Comme à la grande époque de la City Pop japonaise dans les années 80, Zipangu est avant tout affaire d'appropriation. Les musiques piochent un peu partout et mettent légèrement de côté la signature hip-hop qui était la leur au début pour s'orienter vers un style electro-pop hybride assez indescriptible. Les morceaux Medusa et Ra en sont un parfait exemple. Les deux s'articulent à la fois autour de couplets pop voir funk pour le premier des deux, tandis que les refrains (si on peut vraiment appeler ça des refrains) s'aventurent clairement du côté de la House Music.

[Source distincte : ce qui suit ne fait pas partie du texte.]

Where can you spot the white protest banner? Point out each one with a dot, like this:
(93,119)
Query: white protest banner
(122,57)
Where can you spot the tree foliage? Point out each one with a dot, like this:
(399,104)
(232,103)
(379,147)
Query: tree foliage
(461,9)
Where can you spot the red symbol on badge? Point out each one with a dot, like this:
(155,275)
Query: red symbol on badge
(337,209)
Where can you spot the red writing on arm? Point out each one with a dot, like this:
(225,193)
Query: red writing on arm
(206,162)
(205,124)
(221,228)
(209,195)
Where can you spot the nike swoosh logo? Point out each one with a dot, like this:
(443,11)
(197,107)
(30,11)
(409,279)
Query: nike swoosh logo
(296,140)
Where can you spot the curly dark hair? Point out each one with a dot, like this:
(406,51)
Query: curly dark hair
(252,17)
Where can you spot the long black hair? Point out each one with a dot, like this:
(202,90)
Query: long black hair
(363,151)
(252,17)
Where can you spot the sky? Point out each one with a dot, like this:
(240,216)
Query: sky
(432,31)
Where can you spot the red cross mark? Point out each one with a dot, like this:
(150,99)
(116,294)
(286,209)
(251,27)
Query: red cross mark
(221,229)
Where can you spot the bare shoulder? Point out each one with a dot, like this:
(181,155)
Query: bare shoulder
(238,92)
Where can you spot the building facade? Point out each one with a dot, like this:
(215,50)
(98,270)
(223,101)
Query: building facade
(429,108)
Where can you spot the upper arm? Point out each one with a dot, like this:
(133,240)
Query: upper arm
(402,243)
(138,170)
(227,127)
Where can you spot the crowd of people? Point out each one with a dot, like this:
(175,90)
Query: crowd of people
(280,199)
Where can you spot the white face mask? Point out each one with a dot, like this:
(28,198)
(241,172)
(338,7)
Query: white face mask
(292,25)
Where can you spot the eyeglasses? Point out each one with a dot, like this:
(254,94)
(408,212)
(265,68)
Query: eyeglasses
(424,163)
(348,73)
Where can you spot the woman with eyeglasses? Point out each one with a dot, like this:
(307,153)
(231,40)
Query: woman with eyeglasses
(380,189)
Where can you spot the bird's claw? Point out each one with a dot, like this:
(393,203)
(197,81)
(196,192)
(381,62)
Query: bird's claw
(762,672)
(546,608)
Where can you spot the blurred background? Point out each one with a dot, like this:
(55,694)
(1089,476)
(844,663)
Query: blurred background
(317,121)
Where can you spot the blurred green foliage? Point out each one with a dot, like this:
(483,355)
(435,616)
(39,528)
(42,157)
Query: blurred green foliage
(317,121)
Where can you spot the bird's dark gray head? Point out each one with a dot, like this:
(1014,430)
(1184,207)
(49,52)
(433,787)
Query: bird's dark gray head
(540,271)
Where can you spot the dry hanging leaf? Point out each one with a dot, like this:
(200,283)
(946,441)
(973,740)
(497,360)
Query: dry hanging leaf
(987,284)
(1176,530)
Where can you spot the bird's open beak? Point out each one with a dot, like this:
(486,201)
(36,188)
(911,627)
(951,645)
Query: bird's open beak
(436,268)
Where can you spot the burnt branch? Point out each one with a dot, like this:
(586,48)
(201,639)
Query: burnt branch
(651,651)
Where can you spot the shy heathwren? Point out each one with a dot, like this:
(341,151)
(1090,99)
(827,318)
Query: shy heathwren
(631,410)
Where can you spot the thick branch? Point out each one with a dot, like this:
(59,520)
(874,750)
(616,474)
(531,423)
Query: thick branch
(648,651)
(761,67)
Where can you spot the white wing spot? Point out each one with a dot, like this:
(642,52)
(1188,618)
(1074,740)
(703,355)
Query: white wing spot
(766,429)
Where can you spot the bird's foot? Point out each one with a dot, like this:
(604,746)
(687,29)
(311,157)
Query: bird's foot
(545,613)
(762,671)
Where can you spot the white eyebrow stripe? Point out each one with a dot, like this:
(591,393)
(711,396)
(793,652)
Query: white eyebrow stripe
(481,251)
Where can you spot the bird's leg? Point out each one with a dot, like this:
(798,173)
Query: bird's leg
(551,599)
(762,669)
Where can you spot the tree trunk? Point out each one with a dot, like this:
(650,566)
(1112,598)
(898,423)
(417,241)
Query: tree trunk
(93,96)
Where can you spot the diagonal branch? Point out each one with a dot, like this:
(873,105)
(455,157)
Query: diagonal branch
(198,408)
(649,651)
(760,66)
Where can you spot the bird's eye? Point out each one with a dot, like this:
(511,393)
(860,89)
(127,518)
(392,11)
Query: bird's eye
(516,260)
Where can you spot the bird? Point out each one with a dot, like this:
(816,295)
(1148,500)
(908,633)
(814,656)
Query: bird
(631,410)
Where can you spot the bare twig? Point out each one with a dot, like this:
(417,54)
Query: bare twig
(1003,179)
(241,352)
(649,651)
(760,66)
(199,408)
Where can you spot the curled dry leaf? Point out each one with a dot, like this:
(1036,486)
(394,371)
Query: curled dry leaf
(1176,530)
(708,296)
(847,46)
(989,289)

De ce son hybride en ressort parfois une impression de fouillis, jamais dérangeant mais qui pourrait lasser ou perdre certains auditeurs. Cependant, si on accepte de se laisser porter par l'absurdité des instrumentations du groupe et par ce style de chant faussement approximatif de KOM_I, on rentre alors dans un univers jouissif, dans lequel alternent à la fois émotion et exaltation, comme lorsque retentit ce "refrain", une fois encore dans Ra, qui démarre comme un "drop" de musique House racoleuse qui m'aurait sans doute déplu ailleurs, mais qui ici est à la fois cohérent et surtout surprenant (jouant sur les ruptures rythmiques de façon non conventionnelle).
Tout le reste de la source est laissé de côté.